Laurie's blinding w/cut and choose?

[Nomen Nescio]

Jason Holt writes:
> 	In his paper on Lucre ("2nd defence" against marking):
> http://anoncvs.aldigital.co.uk/lucre/
>
> 	Ben Laurie gives this as a (possibly patent-free) blinding technique,
> where h is the message, and g is the public generator:
>
> r = blind(h) = h^y * g^b (mod p)
>
> 	To "sign",
>
> s = sign(r) = m^h
>
> 	To unblind,
>
> (s/g^k^b)^(1/y) (mod p)
>
> 	(where k is the signer's secret exponent. Of course, nobody but the
> signer can verify the signature).  Unfortunately, this doesn't work with cut
> and choose where the signer signs the product of unrevealed documents, since 
> the 1/y exponent above would distribute to all the internal terms:

Boy, you've got a lot of faith asking this question on cypherpunks.
It's not exactly the intellectual center of the crypto freedom movement
these days, you know.  The average IQ is rapidly descending into double
digits, even not counting Choate.  But let's see what we can do for you.

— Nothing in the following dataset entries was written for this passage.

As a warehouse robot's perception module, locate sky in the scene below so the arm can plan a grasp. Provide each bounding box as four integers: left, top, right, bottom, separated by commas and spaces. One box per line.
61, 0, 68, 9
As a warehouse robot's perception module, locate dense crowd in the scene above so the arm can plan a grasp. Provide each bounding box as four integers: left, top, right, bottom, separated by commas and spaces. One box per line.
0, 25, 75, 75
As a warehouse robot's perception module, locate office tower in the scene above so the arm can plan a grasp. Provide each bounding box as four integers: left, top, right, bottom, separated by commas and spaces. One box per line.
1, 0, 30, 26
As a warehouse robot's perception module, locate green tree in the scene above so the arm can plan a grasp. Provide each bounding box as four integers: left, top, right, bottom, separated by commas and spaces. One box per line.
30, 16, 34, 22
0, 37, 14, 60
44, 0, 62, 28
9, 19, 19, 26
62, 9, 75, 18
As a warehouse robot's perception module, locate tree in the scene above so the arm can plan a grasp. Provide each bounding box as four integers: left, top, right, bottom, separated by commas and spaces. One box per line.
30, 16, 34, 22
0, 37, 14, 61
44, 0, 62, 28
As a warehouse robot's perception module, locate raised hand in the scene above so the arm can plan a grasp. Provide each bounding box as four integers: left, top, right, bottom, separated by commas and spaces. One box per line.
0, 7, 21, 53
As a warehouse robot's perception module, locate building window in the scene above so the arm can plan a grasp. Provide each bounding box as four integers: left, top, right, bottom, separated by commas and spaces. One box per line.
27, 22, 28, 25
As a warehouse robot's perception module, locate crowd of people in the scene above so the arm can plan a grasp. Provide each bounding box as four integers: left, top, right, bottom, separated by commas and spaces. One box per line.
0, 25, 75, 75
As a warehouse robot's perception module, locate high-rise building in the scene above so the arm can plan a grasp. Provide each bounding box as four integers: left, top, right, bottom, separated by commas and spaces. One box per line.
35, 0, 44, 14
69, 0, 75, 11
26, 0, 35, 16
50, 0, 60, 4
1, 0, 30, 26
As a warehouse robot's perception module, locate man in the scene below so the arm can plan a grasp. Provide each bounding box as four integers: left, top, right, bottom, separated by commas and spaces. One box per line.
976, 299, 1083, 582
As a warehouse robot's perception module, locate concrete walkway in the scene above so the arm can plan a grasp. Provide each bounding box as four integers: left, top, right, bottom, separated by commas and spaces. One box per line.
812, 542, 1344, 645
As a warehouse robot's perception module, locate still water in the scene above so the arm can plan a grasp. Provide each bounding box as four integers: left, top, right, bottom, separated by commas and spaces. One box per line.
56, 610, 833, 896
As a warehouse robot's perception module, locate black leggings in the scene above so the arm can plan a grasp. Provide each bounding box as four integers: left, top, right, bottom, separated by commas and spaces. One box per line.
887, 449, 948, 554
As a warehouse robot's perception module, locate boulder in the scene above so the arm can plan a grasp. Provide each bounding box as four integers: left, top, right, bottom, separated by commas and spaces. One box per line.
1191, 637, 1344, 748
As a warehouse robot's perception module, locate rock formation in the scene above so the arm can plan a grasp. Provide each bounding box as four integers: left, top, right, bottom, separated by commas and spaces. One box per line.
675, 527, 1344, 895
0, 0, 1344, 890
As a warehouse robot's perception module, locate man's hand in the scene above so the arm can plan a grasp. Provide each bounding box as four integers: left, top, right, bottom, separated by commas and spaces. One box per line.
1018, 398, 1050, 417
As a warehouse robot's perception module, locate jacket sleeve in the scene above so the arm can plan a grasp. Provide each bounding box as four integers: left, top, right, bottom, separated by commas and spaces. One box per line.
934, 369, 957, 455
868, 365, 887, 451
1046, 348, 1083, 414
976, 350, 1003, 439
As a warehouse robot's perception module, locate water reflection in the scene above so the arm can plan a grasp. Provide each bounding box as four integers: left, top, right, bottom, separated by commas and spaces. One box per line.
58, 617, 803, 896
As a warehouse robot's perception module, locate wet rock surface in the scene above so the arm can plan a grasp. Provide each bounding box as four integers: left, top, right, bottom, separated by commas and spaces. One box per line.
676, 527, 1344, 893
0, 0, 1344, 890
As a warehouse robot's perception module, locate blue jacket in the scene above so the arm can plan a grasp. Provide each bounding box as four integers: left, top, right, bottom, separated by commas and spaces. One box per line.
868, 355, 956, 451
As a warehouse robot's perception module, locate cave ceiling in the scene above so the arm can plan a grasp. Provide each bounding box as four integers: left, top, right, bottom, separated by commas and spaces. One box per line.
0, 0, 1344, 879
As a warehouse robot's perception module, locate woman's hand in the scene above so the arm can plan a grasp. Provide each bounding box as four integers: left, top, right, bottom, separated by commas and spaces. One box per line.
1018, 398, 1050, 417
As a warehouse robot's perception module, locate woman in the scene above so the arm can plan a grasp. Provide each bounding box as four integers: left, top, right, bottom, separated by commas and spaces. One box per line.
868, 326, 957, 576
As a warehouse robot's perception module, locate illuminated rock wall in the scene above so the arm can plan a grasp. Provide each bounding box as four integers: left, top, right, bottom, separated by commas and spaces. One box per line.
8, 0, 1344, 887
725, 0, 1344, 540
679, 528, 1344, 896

First, let's fix your notation.

r = blind(h) = h^y * g^b  OK
s = sign(r) = r^k, not m^h.
unblind(s) = (s/g^k^b)^(1/y) = h^k = sign(h).

That's what you want to end up with, h^k, as the pseudo-signature on h.

Now for a credential system, you apparently want to create a bunch
of values which have some structure, and get a signature on a product
of them.  Using cut and choose, the client will prepare blinded forms
of all of the values, then the server will ask for half of the blinding
factors to be revealed.  This exposes the raw values to be signed and
the server can make sure they are in the right form.  If so, it then
signs the product of the remaining values, which the client unblinds to
get back a good signature on the product of the unblinded values.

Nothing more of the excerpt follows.